Alibaba Cloud's Canal Mesh Claims to Outperform Rivals, But Is It Only for Chinese Customers?
Alibaba Cloud, the Chinese cloud giant, has claimed its in-house Kubernetes service mesh, Canal Mesh, significantly outperforms Google's Istio and other competing tools. The company unveiled Canal Mesh at last week's Association for Computing Machinery SIGCOMM conference in Sydney, Australia, presenting both a detailed paper and a demonstration.
The presentation focused on the challenges of connecting Kubernetes pods in microservices environments, highlighting the reliance on service meshes and their associated proxy "sidecars" for managing network communication and collecting traffic telemetry. Alibaba Cloud argues that sidecars introduce various problems, including intrusion into user pods, excessive resource consumption, overhead in managing numerous sidecars, and performance degradation due to traffic routing through the sidecar.
The company conducted a case study analysing the resource usage of Istio in a Kubernetes cluster with 500 nodes and 15,000 pods, finding it consumed 1,500 cores and 5,000 gigabytes of memory â a substantial 10% of the hardware resources. In other scenarios, Alibaba Cloud observed that the sidecar's CPU and memory demands sometimes even exceeded those of the application itself.
Recognising these issues, Google introduced Ambient Mesh in 2022, an Istio data plane mode aimed at reducing the reliance on sidecars. While Ambient Mesh improved performance and resource usage, it still required some proxies to reside within the user cluster.
Alibaba Cloud, however, believes complete decoupling of the service mesh from user clusters is the most effective solution. To demonstrate this, they developed Canal Mesh, positioning it as a superior alternative to Istio and Ambient Mesh.
Their research paper claims Canal Mesh achieved the following impressive results:
Throughput: 12.3x and 2.3x higher than Istio and Ambient, respectively, with latency 1.7x and 1.3x lower.
CPU Consumption: 12x-19x and 4.6x-7.2x lower than Istio and Ambient, respectively.

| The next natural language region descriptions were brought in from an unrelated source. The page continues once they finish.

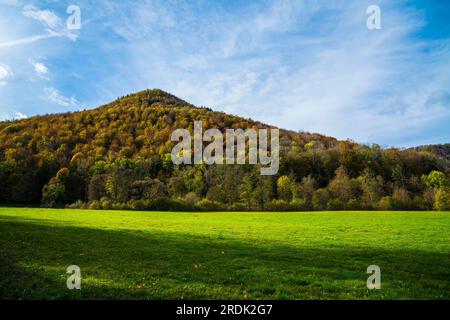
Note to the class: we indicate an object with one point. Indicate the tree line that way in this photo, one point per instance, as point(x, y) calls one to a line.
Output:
point(118, 157)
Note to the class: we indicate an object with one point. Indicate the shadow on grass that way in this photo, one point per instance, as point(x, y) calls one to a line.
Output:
point(125, 264)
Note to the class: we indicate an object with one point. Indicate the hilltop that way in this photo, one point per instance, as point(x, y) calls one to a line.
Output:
point(119, 155)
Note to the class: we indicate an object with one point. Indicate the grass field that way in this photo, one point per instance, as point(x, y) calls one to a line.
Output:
point(161, 255)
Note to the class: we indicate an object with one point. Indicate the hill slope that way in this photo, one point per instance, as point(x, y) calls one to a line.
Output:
point(120, 153)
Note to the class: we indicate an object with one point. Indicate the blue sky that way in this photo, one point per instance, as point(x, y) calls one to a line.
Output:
point(301, 65)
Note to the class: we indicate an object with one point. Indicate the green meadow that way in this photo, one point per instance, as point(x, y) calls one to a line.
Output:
point(173, 255)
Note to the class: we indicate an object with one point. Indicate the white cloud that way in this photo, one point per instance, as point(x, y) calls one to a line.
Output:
point(53, 24)
point(40, 69)
point(55, 96)
point(47, 17)
point(19, 116)
point(5, 73)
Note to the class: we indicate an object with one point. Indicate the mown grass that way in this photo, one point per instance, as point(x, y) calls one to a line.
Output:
point(168, 255)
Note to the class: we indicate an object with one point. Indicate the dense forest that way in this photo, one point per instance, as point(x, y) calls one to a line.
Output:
point(118, 157)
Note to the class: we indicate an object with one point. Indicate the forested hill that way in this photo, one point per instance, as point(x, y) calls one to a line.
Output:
point(442, 150)
point(118, 156)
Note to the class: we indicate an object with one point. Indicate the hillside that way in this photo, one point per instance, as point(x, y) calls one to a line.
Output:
point(118, 155)
point(442, 150)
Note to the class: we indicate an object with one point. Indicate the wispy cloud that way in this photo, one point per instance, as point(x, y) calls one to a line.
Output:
point(52, 23)
point(5, 73)
point(53, 95)
point(40, 69)
point(46, 17)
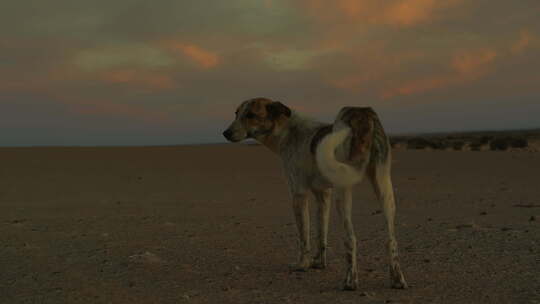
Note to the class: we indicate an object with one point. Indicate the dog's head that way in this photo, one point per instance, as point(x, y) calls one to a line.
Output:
point(256, 118)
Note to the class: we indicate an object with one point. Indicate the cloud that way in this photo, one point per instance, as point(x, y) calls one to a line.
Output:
point(202, 57)
point(126, 55)
point(105, 108)
point(420, 86)
point(525, 40)
point(399, 13)
point(473, 63)
point(149, 80)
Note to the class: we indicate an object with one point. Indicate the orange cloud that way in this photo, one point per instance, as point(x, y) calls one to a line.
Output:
point(465, 67)
point(473, 63)
point(107, 108)
point(525, 40)
point(403, 13)
point(139, 78)
point(420, 86)
point(202, 57)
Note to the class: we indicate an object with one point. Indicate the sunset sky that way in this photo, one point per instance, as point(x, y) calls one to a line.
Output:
point(134, 72)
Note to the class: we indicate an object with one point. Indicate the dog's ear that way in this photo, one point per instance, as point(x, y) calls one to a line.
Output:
point(276, 109)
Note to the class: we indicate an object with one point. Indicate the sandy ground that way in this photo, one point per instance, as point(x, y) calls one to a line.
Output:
point(213, 224)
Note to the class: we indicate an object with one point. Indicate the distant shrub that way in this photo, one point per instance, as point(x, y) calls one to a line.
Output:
point(476, 145)
point(394, 142)
point(499, 144)
point(458, 145)
point(418, 143)
point(518, 142)
point(485, 139)
point(439, 144)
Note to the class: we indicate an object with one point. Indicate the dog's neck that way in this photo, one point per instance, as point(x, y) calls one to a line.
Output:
point(282, 130)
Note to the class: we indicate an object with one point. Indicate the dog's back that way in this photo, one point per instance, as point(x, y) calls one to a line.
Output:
point(356, 142)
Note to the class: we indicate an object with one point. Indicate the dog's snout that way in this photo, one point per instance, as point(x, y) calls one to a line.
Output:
point(227, 134)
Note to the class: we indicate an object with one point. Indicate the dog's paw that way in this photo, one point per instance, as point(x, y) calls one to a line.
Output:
point(303, 265)
point(397, 280)
point(351, 280)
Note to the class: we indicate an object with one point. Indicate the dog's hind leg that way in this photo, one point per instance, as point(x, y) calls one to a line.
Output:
point(301, 213)
point(382, 184)
point(323, 198)
point(343, 201)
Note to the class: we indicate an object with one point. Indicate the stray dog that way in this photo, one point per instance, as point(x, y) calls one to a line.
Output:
point(318, 157)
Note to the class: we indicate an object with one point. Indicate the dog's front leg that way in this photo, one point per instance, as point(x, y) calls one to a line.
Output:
point(323, 198)
point(301, 213)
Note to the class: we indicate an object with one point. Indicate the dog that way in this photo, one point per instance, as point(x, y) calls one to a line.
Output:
point(325, 160)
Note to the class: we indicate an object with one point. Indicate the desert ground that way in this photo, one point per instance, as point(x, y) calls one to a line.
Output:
point(214, 224)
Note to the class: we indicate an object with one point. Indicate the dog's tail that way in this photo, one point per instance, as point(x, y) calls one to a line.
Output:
point(339, 173)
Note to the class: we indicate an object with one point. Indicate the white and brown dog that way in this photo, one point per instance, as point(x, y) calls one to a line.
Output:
point(318, 157)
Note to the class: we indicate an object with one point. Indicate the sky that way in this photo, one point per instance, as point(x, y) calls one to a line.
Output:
point(134, 72)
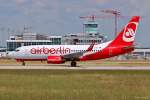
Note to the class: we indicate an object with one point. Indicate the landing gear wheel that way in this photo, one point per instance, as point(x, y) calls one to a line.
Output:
point(23, 63)
point(73, 64)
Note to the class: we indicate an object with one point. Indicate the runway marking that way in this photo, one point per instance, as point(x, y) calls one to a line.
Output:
point(77, 68)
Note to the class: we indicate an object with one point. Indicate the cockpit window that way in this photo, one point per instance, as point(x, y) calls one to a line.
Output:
point(17, 50)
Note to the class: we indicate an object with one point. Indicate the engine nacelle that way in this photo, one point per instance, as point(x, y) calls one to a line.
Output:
point(55, 60)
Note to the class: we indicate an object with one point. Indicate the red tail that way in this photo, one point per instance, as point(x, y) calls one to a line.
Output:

Configuration Time: 1.5x-2.1x and 1.2x-1.5x faster than Istio and Ambient, respectively, when creating hundreds of pods.
Southbound Bandwidth: 9.8x and 4.6x lower than Istio and Ambient, respectively.

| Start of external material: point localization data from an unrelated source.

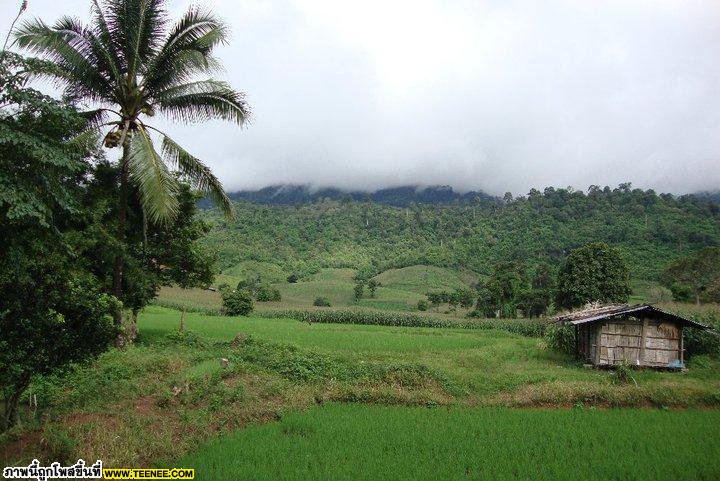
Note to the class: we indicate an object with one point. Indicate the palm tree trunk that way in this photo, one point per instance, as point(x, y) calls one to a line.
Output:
point(122, 215)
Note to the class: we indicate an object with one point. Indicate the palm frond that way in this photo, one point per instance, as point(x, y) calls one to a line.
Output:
point(204, 100)
point(66, 46)
point(186, 51)
point(137, 26)
point(158, 188)
point(200, 175)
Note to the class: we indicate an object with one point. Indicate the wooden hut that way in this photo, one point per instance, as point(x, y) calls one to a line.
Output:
point(641, 335)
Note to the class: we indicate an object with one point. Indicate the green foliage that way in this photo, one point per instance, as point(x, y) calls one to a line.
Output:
point(623, 373)
point(372, 287)
point(561, 337)
point(648, 229)
point(321, 302)
point(595, 272)
point(237, 302)
point(522, 327)
point(695, 276)
point(358, 290)
point(503, 292)
point(53, 312)
point(267, 293)
point(700, 342)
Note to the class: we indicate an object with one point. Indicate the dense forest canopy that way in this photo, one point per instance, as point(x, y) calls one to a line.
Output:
point(650, 230)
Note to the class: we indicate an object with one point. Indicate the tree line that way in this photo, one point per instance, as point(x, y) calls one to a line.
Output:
point(649, 229)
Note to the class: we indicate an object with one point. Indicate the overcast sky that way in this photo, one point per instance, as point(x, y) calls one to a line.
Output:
point(492, 95)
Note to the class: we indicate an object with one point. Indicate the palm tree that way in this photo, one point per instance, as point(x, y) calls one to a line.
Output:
point(129, 65)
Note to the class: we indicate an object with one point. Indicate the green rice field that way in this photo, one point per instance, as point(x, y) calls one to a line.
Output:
point(356, 442)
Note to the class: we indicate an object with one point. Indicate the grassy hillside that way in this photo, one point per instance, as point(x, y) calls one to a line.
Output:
point(650, 230)
point(421, 279)
point(400, 289)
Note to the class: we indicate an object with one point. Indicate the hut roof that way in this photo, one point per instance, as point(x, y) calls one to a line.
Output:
point(596, 313)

These impressive figures are achieved by moving proxies out of the user cluster, while retaining a minimal on-node proxy for security and observability tasks. Canal Mesh also leverages eBPF-based kernel bypass and remote mTLS acceleration, and utilizes Alibaba Cloud's hyperscale capabilities to strategically place proxies across its resource pools.
While the paper and presentation state that Canal Mesh has been operational within Alibaba Cloud for a year, they do not confirm whether it is currently in production. Furthermore, both sources omit any mention of code availability for review or implementation. However, the presentation does include contact information for those interested in learning more.

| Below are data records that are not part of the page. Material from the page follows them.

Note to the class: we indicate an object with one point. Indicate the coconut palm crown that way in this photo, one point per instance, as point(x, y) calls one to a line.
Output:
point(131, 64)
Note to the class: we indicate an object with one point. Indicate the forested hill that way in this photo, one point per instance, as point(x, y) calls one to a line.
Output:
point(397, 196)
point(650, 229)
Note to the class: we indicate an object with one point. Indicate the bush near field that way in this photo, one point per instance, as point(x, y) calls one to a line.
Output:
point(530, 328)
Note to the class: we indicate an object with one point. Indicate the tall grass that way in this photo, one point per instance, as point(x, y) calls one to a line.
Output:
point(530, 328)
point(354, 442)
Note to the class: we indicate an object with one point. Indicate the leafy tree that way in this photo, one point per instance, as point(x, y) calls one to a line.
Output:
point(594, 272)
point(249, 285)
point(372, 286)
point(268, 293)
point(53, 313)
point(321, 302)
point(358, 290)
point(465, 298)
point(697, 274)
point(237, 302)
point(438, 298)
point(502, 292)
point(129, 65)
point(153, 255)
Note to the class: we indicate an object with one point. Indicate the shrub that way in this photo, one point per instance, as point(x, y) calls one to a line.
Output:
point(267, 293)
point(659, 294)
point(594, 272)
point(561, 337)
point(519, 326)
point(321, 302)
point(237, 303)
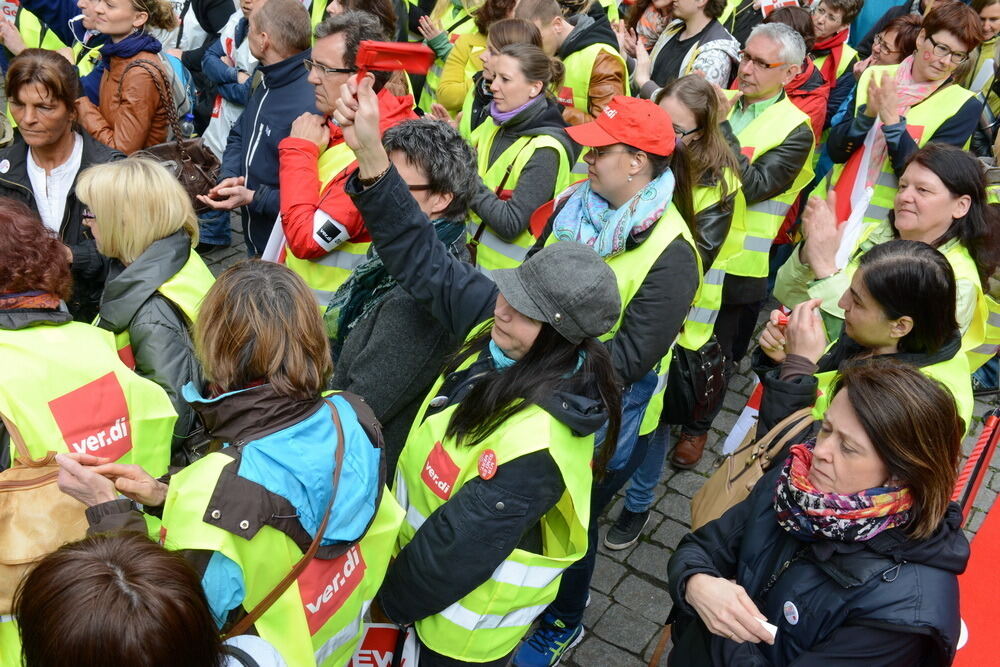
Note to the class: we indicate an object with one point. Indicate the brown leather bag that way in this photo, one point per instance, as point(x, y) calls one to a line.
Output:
point(189, 160)
point(36, 518)
point(739, 472)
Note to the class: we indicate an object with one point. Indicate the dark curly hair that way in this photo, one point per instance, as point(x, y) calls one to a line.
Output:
point(491, 12)
point(31, 257)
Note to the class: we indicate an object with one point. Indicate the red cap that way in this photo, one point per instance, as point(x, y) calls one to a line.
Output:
point(638, 123)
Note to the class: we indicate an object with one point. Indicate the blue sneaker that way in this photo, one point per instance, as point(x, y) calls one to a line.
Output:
point(548, 643)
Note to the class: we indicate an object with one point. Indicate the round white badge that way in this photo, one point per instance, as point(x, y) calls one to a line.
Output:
point(791, 612)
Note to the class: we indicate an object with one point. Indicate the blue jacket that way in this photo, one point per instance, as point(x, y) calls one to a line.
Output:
point(281, 95)
point(296, 463)
point(60, 16)
point(225, 76)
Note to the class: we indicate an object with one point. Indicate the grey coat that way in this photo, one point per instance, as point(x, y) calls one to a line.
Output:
point(161, 341)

It remains to be seen whether Alibaba Cloud will make Canal Mesh available to the wider community. If they choose to keep it exclusively for their own use, it could potentially provide a significant performance advantage over competitors. However, given Alibaba Cloud's focus on the Chinese market, it is unlikely to be widely adopted outside the country, where its rivals, AWS, Google, and Azure, hold a strong presence. While Alibaba Cloud competes with these companies in some markets, its customer base outside China primarily consists of companies with existing ties to China, making them more comfortable with Alibaba Cloud than buyers from other regions.
The future of Canal Mesh remains uncertain, but its impressive claims and innovative approach to service mesh architecture will undoubtedly be closely watched by the industry.